Prying, I learned that she's not the best consumer of quality whole foods. There's step one right there. I've said it before and I'll say this over and over, you fill your body with crappy, processed food, you're not going to fuel properly in every day life. You'll trend to feel sluggish and lack energy, even motivation to do much. I was quick to point out that I'm not a dietician and that my information is based from what works for me and from research I've done so that I can perform at my peak levels.

Continuing the conversation, I sensed fear, I could see it in her eyes. There appeared to be tears swelling in her eyes and I said, "it's scary to make a life alerting change, I've been there. Start small, one step at a time. Educate yourself on WHY whole foods are necessary."

Anyone who has made the decision to will  change will understand how scary it is. Not only do you change the way you eat, but you're also changing the way you think, the way you see, act and feel. Then you have to deal with all the ridicule and people giving their opinions to you, cracking jokes. Hell, I've lost friends and loved ones over deciding my health both mentally and physically was important. Trust me, I know how scary it is to make that change.

She was seriously almost in tears from both fear and relief. Being able to relate to someone or even talk to someone about her desire to change was a huge milestone in her self discovery and I believe helped propel her onward, motivating and inspiring her to change. It's a journey that will have many ups and downs, but knowing you're not alone makes it so much easier and doable.

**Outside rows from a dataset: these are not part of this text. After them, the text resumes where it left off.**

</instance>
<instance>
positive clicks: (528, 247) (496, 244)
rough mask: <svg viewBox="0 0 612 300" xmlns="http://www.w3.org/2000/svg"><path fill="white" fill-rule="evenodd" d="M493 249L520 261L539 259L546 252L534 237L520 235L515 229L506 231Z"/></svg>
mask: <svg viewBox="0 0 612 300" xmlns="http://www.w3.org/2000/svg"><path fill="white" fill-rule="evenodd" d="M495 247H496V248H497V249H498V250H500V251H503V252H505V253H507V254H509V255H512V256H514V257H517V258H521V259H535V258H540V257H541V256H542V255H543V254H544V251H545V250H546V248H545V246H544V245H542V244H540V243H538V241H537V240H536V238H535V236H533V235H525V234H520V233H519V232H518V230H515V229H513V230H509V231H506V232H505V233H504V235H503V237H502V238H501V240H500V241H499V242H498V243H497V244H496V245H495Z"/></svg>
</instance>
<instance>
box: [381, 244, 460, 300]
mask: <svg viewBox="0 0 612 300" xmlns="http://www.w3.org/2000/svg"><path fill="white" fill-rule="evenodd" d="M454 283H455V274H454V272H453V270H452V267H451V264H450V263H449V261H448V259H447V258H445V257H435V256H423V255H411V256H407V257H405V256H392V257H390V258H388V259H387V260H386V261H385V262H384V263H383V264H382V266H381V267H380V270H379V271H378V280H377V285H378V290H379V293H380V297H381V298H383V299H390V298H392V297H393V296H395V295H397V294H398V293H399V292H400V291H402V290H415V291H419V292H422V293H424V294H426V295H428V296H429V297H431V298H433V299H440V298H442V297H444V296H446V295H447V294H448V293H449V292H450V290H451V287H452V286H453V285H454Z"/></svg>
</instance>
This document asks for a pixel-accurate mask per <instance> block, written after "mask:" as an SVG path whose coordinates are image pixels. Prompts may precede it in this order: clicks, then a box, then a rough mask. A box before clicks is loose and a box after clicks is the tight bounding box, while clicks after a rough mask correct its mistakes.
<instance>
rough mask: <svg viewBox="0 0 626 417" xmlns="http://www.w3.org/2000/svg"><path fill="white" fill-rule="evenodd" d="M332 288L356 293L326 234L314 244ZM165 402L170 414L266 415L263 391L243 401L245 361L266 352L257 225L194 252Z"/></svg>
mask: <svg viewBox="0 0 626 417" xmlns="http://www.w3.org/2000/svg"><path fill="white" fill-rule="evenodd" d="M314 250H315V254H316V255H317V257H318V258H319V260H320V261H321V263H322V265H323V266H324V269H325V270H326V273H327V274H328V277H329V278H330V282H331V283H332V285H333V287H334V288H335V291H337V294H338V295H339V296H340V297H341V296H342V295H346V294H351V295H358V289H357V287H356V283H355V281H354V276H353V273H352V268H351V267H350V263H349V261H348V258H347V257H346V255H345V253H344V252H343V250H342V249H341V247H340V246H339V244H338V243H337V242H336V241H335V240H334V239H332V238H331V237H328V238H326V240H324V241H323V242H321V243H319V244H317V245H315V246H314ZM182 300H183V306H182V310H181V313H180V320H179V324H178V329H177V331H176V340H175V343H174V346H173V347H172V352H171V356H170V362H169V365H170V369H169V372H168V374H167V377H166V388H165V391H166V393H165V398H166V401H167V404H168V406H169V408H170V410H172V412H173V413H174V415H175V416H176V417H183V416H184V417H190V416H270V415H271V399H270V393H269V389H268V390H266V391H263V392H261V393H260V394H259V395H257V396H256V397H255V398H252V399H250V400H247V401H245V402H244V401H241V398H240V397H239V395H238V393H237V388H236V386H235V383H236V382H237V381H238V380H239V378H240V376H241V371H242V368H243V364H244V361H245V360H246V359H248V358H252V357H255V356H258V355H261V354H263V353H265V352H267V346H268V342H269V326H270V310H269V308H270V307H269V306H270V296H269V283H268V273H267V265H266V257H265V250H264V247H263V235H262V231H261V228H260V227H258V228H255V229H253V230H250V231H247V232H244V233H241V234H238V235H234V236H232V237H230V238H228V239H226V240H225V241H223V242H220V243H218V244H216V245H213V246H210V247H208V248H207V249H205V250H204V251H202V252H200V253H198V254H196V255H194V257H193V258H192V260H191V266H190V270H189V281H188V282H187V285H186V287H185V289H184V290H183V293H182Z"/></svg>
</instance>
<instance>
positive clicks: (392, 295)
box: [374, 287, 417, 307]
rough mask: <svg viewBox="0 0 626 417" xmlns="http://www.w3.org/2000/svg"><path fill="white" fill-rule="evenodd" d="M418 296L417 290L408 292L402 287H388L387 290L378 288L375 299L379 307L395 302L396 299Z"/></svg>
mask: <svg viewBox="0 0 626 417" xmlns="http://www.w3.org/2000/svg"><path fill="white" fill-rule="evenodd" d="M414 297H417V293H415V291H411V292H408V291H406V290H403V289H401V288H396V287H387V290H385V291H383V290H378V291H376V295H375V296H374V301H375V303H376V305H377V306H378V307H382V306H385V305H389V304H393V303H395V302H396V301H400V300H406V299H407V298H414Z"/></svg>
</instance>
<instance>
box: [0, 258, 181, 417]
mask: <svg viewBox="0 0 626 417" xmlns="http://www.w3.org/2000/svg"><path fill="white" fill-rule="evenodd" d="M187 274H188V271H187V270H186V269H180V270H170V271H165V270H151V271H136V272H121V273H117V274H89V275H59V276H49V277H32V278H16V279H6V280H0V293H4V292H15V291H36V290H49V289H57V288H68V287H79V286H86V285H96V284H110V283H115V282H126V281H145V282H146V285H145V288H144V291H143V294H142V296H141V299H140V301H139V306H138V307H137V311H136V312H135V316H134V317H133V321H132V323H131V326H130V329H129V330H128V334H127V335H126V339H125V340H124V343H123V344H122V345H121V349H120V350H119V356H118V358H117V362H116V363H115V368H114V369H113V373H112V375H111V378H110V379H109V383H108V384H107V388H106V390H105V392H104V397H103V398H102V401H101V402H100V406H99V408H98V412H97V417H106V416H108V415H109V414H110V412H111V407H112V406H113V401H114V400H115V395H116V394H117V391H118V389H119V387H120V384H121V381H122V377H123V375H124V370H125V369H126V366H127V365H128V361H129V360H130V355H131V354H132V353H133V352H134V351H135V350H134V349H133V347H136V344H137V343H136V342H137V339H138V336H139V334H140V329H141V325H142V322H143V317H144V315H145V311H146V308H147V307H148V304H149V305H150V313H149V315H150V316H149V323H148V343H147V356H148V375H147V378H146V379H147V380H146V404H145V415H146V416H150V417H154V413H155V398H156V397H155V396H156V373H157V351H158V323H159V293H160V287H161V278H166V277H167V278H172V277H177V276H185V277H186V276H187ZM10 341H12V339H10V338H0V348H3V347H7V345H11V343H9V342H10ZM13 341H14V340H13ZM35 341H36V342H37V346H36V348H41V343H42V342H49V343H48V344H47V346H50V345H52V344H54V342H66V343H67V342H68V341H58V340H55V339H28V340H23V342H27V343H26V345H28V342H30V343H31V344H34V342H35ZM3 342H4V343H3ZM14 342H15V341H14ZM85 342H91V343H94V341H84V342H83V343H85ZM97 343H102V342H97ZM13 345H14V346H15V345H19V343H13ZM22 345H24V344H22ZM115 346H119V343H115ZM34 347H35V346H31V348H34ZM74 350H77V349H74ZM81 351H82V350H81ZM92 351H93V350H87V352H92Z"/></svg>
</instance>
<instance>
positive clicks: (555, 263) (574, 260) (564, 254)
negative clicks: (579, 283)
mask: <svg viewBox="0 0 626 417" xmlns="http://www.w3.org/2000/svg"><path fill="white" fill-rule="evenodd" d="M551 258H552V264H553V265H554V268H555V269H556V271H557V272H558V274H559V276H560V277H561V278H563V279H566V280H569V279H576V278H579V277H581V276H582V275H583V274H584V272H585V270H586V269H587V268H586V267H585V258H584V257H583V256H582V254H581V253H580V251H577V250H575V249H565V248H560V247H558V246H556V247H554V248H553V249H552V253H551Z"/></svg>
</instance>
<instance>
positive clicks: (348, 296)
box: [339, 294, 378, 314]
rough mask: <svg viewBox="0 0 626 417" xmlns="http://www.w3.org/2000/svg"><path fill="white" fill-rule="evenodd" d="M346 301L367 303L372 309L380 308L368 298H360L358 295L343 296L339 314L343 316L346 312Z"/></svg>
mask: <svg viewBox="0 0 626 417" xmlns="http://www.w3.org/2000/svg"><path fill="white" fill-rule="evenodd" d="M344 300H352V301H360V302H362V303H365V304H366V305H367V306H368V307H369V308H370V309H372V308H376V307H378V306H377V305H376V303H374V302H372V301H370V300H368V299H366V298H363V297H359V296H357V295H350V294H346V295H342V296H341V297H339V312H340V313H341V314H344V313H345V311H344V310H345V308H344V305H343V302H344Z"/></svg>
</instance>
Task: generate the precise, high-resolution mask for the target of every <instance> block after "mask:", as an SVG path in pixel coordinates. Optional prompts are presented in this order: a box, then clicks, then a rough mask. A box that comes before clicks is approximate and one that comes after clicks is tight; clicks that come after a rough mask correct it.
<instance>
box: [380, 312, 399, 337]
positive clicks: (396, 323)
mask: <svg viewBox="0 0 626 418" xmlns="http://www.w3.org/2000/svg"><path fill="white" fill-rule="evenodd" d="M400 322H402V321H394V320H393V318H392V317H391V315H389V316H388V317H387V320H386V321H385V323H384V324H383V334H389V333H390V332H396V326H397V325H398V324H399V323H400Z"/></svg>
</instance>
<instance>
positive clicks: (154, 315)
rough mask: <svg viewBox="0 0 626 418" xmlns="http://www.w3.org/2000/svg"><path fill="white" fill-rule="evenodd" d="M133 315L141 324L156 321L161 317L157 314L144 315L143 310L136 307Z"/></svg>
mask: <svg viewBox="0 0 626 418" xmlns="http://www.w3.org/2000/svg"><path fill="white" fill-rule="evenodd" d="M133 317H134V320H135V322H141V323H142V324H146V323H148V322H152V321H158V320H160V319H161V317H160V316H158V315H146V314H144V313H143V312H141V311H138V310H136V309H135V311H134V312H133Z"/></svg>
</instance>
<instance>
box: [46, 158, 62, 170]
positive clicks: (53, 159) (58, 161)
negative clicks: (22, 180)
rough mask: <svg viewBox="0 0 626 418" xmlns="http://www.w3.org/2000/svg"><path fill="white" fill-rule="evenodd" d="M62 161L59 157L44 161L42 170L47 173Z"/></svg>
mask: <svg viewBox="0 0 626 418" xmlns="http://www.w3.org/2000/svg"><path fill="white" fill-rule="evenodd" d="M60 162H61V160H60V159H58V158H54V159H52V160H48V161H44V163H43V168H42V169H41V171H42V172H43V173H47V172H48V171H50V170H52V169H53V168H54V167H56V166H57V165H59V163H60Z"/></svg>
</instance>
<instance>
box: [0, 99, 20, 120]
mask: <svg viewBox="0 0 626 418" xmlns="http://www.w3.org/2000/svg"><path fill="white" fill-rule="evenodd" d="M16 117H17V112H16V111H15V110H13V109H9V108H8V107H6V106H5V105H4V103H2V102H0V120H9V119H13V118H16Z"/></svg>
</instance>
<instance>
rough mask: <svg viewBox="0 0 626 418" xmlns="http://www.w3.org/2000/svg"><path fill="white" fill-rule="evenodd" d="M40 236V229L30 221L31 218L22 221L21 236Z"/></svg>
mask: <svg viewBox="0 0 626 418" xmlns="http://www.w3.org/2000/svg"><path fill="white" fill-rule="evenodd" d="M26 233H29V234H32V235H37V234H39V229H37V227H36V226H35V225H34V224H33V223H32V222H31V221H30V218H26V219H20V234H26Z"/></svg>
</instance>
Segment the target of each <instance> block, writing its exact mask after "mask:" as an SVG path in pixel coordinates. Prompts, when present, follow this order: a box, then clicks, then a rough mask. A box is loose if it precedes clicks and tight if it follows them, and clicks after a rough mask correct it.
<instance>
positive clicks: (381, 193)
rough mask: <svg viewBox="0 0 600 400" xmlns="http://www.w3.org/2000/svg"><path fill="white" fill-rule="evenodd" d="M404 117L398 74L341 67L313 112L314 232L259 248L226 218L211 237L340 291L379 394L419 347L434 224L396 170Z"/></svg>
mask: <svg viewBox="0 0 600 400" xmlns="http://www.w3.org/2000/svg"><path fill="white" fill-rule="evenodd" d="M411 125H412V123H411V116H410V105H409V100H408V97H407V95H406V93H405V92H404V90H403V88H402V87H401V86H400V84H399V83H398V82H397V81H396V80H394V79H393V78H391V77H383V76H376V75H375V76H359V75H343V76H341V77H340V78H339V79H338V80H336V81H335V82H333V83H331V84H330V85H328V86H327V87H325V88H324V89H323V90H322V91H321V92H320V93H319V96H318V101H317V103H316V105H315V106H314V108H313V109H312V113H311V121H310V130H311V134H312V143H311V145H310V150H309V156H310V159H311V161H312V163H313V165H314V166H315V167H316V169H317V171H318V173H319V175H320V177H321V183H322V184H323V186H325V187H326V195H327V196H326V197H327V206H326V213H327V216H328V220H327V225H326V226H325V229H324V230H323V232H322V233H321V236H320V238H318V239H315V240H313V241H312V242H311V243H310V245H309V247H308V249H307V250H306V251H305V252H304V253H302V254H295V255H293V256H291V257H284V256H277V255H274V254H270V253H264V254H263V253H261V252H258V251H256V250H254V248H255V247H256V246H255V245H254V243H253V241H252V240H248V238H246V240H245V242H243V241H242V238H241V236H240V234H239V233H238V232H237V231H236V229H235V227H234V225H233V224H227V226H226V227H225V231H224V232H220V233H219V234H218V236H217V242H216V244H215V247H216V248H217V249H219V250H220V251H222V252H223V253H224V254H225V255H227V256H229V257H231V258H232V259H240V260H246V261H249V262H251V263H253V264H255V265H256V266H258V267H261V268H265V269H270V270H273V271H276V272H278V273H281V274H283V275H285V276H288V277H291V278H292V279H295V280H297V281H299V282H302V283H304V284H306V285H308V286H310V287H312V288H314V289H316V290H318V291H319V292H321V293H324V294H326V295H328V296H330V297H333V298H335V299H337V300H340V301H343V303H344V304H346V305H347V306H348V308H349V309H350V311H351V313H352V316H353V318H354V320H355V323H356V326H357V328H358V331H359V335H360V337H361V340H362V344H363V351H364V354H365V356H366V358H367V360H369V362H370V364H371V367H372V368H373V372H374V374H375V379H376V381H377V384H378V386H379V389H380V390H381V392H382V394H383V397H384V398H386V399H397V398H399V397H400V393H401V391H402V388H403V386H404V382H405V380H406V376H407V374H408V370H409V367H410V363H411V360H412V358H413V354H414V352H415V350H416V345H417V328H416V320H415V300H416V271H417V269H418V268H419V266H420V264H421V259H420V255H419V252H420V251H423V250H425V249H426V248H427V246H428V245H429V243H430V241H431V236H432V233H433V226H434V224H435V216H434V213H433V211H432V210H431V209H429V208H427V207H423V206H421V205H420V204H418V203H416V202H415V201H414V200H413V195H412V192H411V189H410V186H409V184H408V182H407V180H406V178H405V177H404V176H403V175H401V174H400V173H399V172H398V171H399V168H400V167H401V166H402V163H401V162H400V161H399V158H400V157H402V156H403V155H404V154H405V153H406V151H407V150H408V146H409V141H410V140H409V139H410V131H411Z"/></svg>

I gave her some names and books that I thought would help her and told her she can always come talk to me if she needed to.

I share this story because I'm still amazed by how many lives are able to be changed by a simple conversation. A simple question answered, but a gut feeling that there was something deeper in that conversation. All of this over a gallon of milk. Still in awe.

I love what I do and I love that I'm and to talk to people on a daily basis about just everything. I get to learn, inspire, motivate, educate, encourage not only these people, but myself as well. I thank god every day for this gift of life.

Let's get out and inspire.

Saturday, August 9, 2014

Just Run For A Change

I hear excuses like "it's to hot" or "to early" or "I could never do that." And what happens with me and the way I think, I wake up slow and say "fuck it, I'm going for a run. Where am I going today?" And it's been a while since I've just gone on a run without focusing on my time, my distance and so on. The joy of the run kind of started to fade away. So today, when I woke up, I found that love again. It was fitting that I wanted coffee and well I could either go to the corporate shop down the road or to any favorite local shop Cartel. My car keys are right there, but so are my shoes. Here's the battle. Either take the easy road and come up with excuses or just do it. Suck it up and just do it. My buddy Erick says during our runs together "embrace the suck." Today was no different. Yes, it's Arizona, it's hot humid amongst other things. But there was no way I would neglect or derby myself the chance to run this morning. So I grabbed my bottles, filled them with cold water, took a couple salt tabs, hat, sub glasses, long sleeve and ran. I just went. I knew the route I was going to take, but time, distance didn't matter. Legs wanted to cramp, knee felt like crap, but there was no excuses and Goonies never say die. I trucked on, made it 5.7 miles to cartel at an easy pace, just enjoying everything there is about the run. This is the first time in a long time that I am feeling bliss, pure nirvana. I was thinking about everything and anything. The people that I care about were constantly in my thoughts as I ran, making me smile and feel seriously blessed to have all of them in my life. And I'm only half way done with my run, but I'm going to enjoy this mug of coffee before I go. This is why I run because I love my life.

Sorry for the lack of paragraphs and possible random sentences. That's just the way my brain works.